En compilant l’ensemble des données disponibles sur la distribution et les caractéristiques fonctionnelles des cinq groupes de vertébrés terrestres (oiseaux, mammifères, reptiles, amphibiens et poissons d’eau douce), les auteurs de cette étude ont montré que la perte des espèces menacées d’extinctions entraînerait un déclin de diversité fonctionnelle variable selon les régions du monde et les groupes taxonomiques considérés. En particulier, l’Asie et l’Europe seraient les régions les plus impactées alors que l’Amérique du Nord apparaîtrait moins vulnérable. Les conséquences peuvent donc être importantes en termes de stratégies de conservation de la biodiversité. Par exemple, l’Asie n'abrite pas seulement la plus grande proportion de vertébrés menacés sur Terre, mais également des espèces menacées possédant des traits fonctionnels uniques. Leur perte occasionnerait un déclin de 20 % de la diversité fonctionnelle supportée par les mammifères et les oiseaux, mettant ainsi en péril les écosystèmes les abritant. Il en est de même pour les amphibiens et les poissons d’eau douce en Europe, pour lesquels 30 % de la diversité fonctionnelle est uniquement supportée par des espèces menacées d’extinction.
De plus, les caractéristiques fonctionnelles des espèces menacées peuvent, selon les groupes taxonomiques, être similaires dans toutes les régions du globe ou au contraire très différentes entre régions.

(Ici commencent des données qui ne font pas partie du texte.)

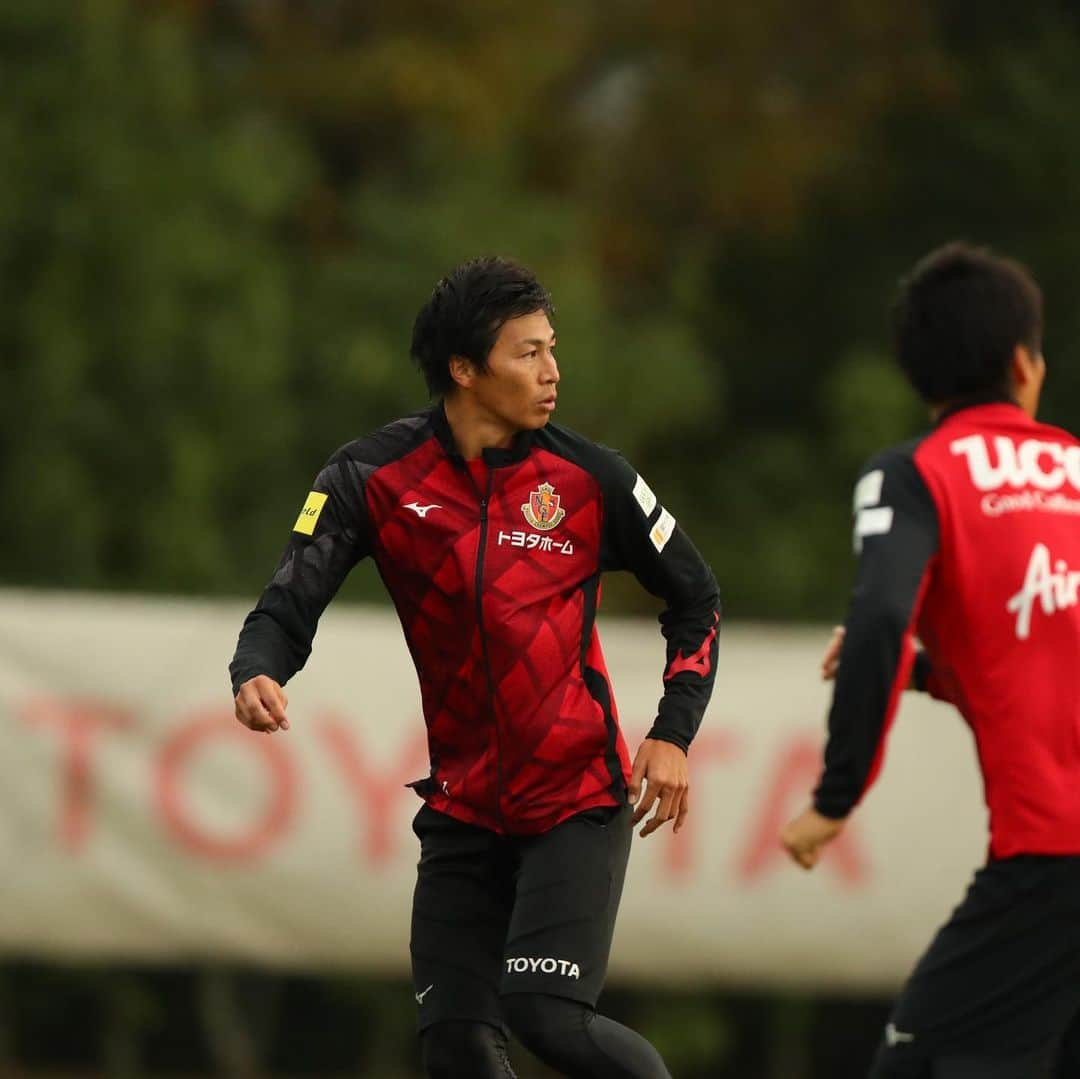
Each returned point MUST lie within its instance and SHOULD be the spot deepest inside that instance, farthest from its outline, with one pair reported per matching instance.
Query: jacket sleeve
(643, 537)
(895, 536)
(329, 537)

Ainsi, les espèces d’oiseaux et de mammifères menacées d’extinction partagent des caractéristiques similaires partout dans le monde : ce sont de grandes espèces peu fécondes et à durée de vie longue, tels que les grands singes africains (chimpanzés et gorilles) et asiatiques (orang-outan) ou les singes araignées (Ateles spp) d’Amérique du Sud. A l’inverse, les caractéristiques des espèces menacées de reptiles, d’amphibiens et de poissons d’eau douce varient selon les régions du globe. Par exemple, la plupart des espèces de poissons de grande taille sont menacées d’extinction en Europe (ex. : esturgeons, Acipencer spp), alors qu’en Amérique du Sud, ce sont de nombreuses espèces de petite taille qui sont en danger, tels les poissons chats du genre Hartiella dont on retrouve plusieurs espèces en Guyane. Ces résultats démontrent que pour les oiseaux et les mammifères, des mesures globales de protection des grandes espèces doivent être envisagées, alors que les stratégies de conservation ciblées vers les espèces aux traits fonctionnels uniques doivent être adaptées à chaque région du globe pour les autres groupes de vertébrés.

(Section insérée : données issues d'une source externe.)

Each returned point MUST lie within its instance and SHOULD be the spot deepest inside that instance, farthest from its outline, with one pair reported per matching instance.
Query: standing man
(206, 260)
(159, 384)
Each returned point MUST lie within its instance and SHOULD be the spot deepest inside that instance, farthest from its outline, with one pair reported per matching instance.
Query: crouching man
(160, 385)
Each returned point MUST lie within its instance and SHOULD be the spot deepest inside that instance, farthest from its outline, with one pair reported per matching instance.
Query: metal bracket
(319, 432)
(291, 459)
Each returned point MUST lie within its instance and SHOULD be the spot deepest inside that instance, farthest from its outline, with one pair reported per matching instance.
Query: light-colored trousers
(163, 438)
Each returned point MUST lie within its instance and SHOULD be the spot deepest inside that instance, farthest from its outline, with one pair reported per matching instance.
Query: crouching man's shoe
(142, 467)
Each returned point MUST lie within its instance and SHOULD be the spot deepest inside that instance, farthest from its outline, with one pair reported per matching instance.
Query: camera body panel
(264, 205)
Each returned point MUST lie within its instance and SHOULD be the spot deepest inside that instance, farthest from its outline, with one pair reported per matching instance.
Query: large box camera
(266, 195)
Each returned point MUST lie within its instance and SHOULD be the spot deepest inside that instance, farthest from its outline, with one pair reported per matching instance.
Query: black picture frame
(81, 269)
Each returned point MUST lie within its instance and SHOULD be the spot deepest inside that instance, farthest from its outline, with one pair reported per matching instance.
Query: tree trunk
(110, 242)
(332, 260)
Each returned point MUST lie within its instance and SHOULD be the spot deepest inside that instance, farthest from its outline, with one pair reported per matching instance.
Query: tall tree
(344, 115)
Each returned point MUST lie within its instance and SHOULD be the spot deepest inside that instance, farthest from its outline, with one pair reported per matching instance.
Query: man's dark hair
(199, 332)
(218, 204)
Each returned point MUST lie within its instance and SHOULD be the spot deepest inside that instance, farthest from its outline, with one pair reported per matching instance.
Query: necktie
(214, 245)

Bien que toutes les espèces aient vocation à être protégées, les ressources allouées à la conservation de la biodiversité sont souvent limitées. Cette étude contribue donc à cibler des mesures prioritaires de conservation des espèces de vertébrés jouant un rôle majeur dans le fonctionnement des écosystèmes des différentes régions du globe.